Insurtech startup Stand Insurance is reimagining how high-risk properties are underwritten by using AI-generated ‘digital twins’ of individual homes. This model is especially relevant for properties in wildfire-prone California and hurricane-vulnerable Florida, where traditional insurers are retreating and policyholders are struggling to find coverage.
Rather than rely solely on zip code-based risk scoring, Stand’s platform compiles hyper-specific data to model property-level vulnerabilities. The AI then simulates hazard impacts—like ember travel during wildfires or structural stress during hurricanes—to determine insurability, premiums, and required mitigations.
From an adjuster’s perspective, this raises several operational questions. First, it could lead to more uniform documentation and expectations around pre-claim mitigation, as AI-derived requirements (like defensible space or roofing upgrades) become conditions for coverage. Second, AI simulations might play a growing role in both underwriting and post-loss evaluation, adding a new dimension to claims verification. If the pre-loss model is detailed enough, it could act as a reference in disputes over damage origin or pre-existing conditions.

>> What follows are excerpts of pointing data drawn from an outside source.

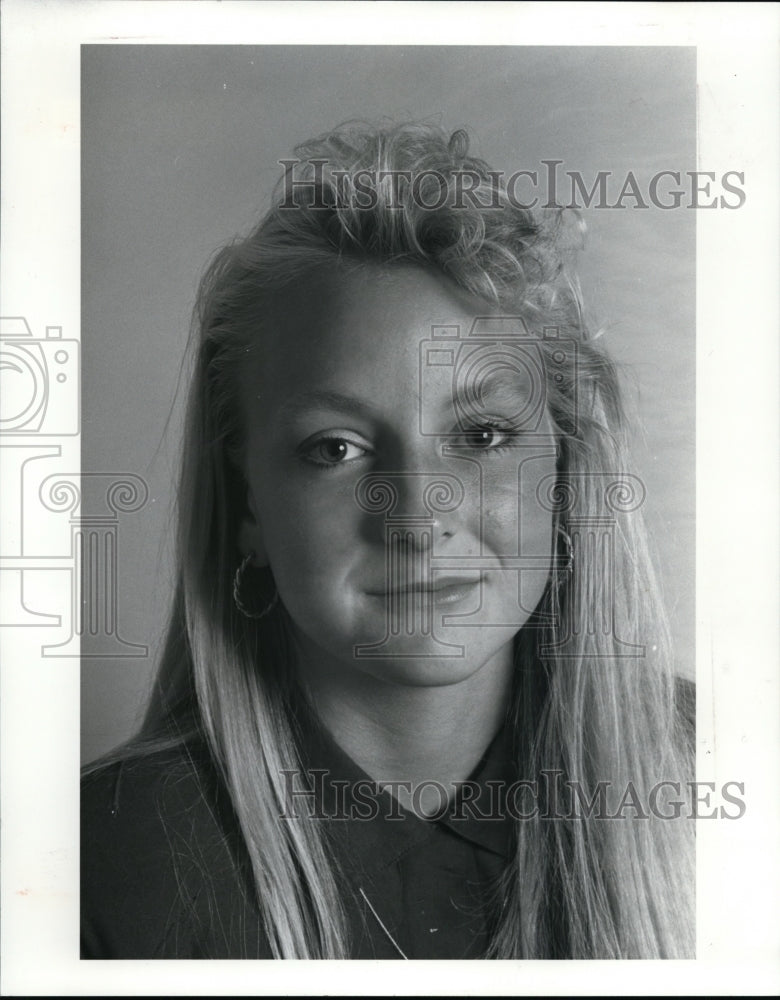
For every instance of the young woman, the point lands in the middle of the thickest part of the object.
(416, 698)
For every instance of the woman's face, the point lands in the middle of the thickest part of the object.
(393, 454)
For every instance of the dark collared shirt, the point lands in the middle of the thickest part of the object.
(164, 873)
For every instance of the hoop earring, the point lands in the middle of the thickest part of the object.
(237, 583)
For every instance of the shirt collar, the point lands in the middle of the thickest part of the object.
(369, 827)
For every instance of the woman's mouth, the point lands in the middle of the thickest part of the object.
(440, 591)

Stand functions as a Managing General Agent (MGA), designing the insurance product and handling sales, while actual risk-bearing is offloaded to licensed carriers like Concert Specialty. The MGA model itself is not new, but the infusion of AI into the underwriting process could create a more data-driven, simulation-based foundation for property coverage in high-risk zones.
As these models expand in Florida and California, claims adjusters operating in catastrophe-prone areas should take note of how AI-simulated property profiles might influence claims eligibility, cause-of-loss assessments, and coverage obligations.